The way we obtain the values for the model without the interaction is very similar to what we did for the conifer data. We need to update our model first, to remove the interaction:
# create a linear model
model = smf.ols(formula = "light ~ depth + C(species)",
data = treelight_py)
# and get the fitted parameters of the model
lm_treelight_add_py = model.fit()Notice the + symbol in the argument, as opposed to the * symbol used earlier.

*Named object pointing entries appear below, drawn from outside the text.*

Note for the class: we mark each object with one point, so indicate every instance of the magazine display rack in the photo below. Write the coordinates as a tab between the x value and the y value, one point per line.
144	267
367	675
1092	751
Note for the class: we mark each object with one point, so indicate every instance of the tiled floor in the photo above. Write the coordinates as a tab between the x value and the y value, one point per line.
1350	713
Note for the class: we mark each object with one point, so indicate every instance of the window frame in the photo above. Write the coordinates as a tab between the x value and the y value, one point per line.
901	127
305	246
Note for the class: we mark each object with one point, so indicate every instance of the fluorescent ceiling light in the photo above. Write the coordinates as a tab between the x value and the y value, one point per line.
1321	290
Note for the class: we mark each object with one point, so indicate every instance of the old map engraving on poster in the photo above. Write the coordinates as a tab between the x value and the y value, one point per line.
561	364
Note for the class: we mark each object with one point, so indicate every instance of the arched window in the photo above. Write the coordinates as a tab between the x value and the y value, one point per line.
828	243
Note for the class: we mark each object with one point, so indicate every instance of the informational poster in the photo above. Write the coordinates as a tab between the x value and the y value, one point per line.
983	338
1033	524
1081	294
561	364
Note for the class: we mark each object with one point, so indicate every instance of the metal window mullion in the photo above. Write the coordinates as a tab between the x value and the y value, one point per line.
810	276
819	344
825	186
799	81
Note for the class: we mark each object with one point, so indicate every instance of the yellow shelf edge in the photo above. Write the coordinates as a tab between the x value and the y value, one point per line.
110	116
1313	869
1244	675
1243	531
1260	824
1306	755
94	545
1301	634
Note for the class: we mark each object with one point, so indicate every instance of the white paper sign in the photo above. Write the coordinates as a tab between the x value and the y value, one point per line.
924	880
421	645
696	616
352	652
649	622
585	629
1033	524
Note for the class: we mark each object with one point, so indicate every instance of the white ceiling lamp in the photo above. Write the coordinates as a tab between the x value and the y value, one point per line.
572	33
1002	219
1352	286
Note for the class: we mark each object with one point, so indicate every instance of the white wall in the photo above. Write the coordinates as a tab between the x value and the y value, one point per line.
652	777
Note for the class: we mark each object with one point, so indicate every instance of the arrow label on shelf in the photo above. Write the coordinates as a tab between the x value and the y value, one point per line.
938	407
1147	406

This means that we are explicitly not including an interaction term in this fit, and consequently we are forcing Python to calculate the equation of lines which have the same gradient.
We can get the relevant coefficients as follows:
print(lm_treelight_add_py.summary()) OLS Regression Results
==============================================================================
Dep. Variable: light R-squared: 0.935
Model: OLS Adj. R-squared: 0.929
Method: Least Squares F-statistic: 144.9
Date: Tue, 16 Apr 2024 Prob (F-statistic): 1.26e-12
Time: 07:43:50 Log-Likelihood: -175.37
No. Observations: 23 AIC: 356.7
Df Residuals: 20 BIC: 360.1
Df Model: 2
Covariance Type: nonrobust
=========================================================================================
coef std err t P>|t| [0.025 0.975]
-----------------------------------------------------------------------------------------
Intercept 7962.0316 231.356 34.415 0.000 7479.431 8444.633
C(species)[T.Conifer] -3113.0265 231.586 -13.442 0.000 -3596.106 -2629.947
depth -262.1656 39.922 -6.567 0.000 -345.441 -178.891
==============================================================================
Omnibus: 2.068 Durbin-Watson: 2.272
Prob(Omnibus): 0.356 Jarque-Bera (JB): 1.677
Skew: 0.633 Prob(JB): 0.432
Kurtosis: 2.618 Cond. No. 13.9
==============================================================================
Notes:
[1] Standard Errors assume that the covariance matrix of the errors is correctly specified.Again, I need to work out which group has been used as the baseline.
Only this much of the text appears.